Narrativa
14 de janeiro de 2019. Nossa reunião estava marcada para às 15h30, conforme havia programado na minha agenda de capa multicolorida que lembrava penas de pavão e escrita com lápis preto ecológico, hoje ainda mais desgastado com o tempo. Não, não havia sequer a sombra da ameaça de uma pandemia de proporções catastróficas que estaria por vir.
O café do anexo do Espaço Itaú, na Augusta, charmoso com seus cartazes ilustrativos de filmes de Fellini, pareciam ainda mais convidativos para uma boa conversa. Na verdade, a primeira entrevista que resultaria em um livro sobre amizade, amor e refúgio, sob uma ótica ainda mais especial, a de um menino sírio refugiado no Brasil com sua família, fugido da Guerra e à procura de um recomeço, de uma nova vida.
Uma parte desta história eu já conhecia por intermédio de uma amiga muito querida, uma das personagens centrais desta incrível jornada de vida que sempre me pareceu ter todos os ingredientes para se tornar uma obra literária, uma peça teatral, um filme. Mônica e Khaled chegaram e, confesso, minha ansiedade estava à flor da pele. Como seria aquele menino que guardava em si tantas memórias, tantas lembranças de uma terra natal devastada pelos horrores da Guerra. Quantas alegrias e tristezas estariam contidas naquele olhar amendoado típico dos que nascem naquela região cheia de mistérios e encantamentos?
Entre cafés e palavras, descortinavam cenas de uma infância e adolescência repletas de nuances e cores. Entre cafés e palavras, descortinavam detalhes de amizade, amor e acolhimento, tão lindos que era impossível não se envolver, impossível não se emocionar.

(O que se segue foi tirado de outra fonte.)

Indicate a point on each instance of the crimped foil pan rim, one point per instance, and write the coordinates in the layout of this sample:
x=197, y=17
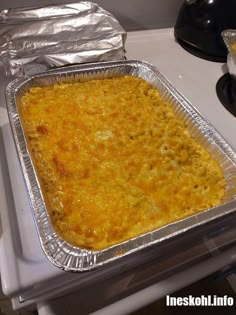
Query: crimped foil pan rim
x=71, y=258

Foram horas a fio de muitas descobertas...
Era o começo de um livro que agora, abril de 2021, está pronto depois de meses de muita dedicação, amor e revisões, e que em breve chegará às mãos de todos aqueles que quiserem conhecer o poder transformador de um acolhimento, o poder transformador do amor que, acredite, pode realmente mudar a vida das pessoas, não importa a sua nacionalidade, qual a cor de sua pele, a sua religião, a sua condição social. Basta um gesto tão simples. “Amar”. “Acolher”.